Review from Starlog, The Science Fiction Universe, January, 1996

This debut novel should delight fans of military and adventure SF. Hostile aliens attack an exploration fleet and leave a small group of humans stranded on an Earth-like wilderness planet. The castaways fight for survival and forge an alliance with the native hunter-gatherer people until the arrival of rescuers from Earth collides with efforts by the hostile aliens to kill or capture them.

The novel begins well, with good military detail, and is at its best depicting the relations between the humans and the bat-like dwellers - who consider humans dirty, lazy, and ugly. Only Buccari, the pilot who becomes the humans' leader, develops much character, but the dwellers and their world are well-realized, though occasionally the planet Genellan seems too Earth-like. Less convincing are the other aliens, the Kones, who, with their decadent emperor, ruthless general, and scheming nobles seem like space opera cliches.

Still, Scott G. Gier pulls things together for a rousing climax with an excellent space battle, a grueling chase on Genellan, and plenty of room for sequels.

-- Scott W. Schumack


Genellan: Planetfall by Scott G. Gier (Del Rey. paperback. 459 pp, August 1995.) Cover by Bob Eggleton.

Review from Locus, April, 1995

Genellan: Planetfall is Scott G. Gier's first novel, but the title (let alone the action and situation) already leads me to expect at least one sequel. It begins in the middle of a space battle far from Earth, with the corvette Harrier One left behind as the human fleet retreats into hyperspace. The corvette's crew and complement of marines manage to land on one of the star's two habitable planets, but their spacecraft are destroyed in the attempt, leaving them stranded and not certain that they can ever be rescued. Despite the very detailed military/space-stuff that occupies the opening pages and the fact that it takes eleven chapters to get all the humans down to the planet's surface (though, to be fair, there is other business to introduce as well), the real armature of the book is the story of survival-in-the-rough and of first contact with alien races from two planets, with some alien politicking and its effect on the castaways thrown in for good measure.

Genellan's natives are smaller-than-human, bat-like cliff-dwellers, a pre-industrial folk divided into hunter and technician-scholar subspecies. Also present on Genellan are scientists from the star system's other habitable planet, Kon. The huge, lumbering kones have in the past considered the cliff-dwellers to be animals and hunted them for sport, leaving the natives more than a little apprehensive and hostile. The kones, on the other hand, once suffered a devastating raid by mysterious, murderous aliens, and ever since have stood ready to defend their solar system from any further attack - thus the ambush of the human exploratory fleet.

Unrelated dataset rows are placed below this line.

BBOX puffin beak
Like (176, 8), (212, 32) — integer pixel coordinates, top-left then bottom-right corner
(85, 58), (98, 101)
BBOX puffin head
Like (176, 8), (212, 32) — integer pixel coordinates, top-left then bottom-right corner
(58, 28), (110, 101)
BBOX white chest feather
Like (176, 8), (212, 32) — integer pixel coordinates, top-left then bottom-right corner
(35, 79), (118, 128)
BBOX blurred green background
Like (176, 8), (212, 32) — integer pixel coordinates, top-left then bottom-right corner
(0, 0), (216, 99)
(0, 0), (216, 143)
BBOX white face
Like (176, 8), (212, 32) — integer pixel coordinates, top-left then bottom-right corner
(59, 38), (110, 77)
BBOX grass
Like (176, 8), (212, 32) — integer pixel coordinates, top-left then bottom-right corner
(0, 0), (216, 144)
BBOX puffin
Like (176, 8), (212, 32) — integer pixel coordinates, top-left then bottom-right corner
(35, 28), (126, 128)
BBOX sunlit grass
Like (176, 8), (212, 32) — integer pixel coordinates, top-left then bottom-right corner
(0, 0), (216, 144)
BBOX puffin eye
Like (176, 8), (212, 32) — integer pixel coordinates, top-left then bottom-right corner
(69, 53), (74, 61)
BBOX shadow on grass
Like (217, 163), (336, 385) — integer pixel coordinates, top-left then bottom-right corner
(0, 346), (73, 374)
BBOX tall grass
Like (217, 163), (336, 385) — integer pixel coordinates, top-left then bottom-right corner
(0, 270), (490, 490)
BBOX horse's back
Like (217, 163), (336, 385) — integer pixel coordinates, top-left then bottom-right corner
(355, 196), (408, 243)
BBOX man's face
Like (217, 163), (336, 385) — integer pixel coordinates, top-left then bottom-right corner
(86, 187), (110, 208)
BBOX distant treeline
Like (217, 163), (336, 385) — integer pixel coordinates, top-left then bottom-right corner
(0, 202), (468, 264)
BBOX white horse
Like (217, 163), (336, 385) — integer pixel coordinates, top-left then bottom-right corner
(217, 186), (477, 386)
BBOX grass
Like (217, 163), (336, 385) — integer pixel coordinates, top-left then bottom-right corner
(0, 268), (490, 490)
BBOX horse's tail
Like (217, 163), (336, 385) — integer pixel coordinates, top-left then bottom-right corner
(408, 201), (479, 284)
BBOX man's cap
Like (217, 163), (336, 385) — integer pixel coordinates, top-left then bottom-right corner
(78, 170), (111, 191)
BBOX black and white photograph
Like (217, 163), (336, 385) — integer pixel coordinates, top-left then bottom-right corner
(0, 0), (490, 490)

Since an Earth fleet was also attacked and destroyed while exploring a generation earlier, perhaps by the raders of Kon, the stage is set for fear, mistrust, and misunderstanding on all sides.

Genellan immediately reminded me of C.J.Cherryh's Foreigner (even before its sequel, Invader, arrived for review next month), with humans marooned on an alien world and forced to understand its inhabitants. But where Cherryh focuses on the incommensurability of world-views and gut-level emotional responses across species lines (despite the uncannily human appearance of her atevi), Genellan opts for physical differences that clothe what turn out to be quite compatible psychological makeups - cliff-dwellers are Noble Primitives, brave, loyal, disciplined, and generous, while kones nod for yes, smile with pleasure or friendliness, and even weep tears.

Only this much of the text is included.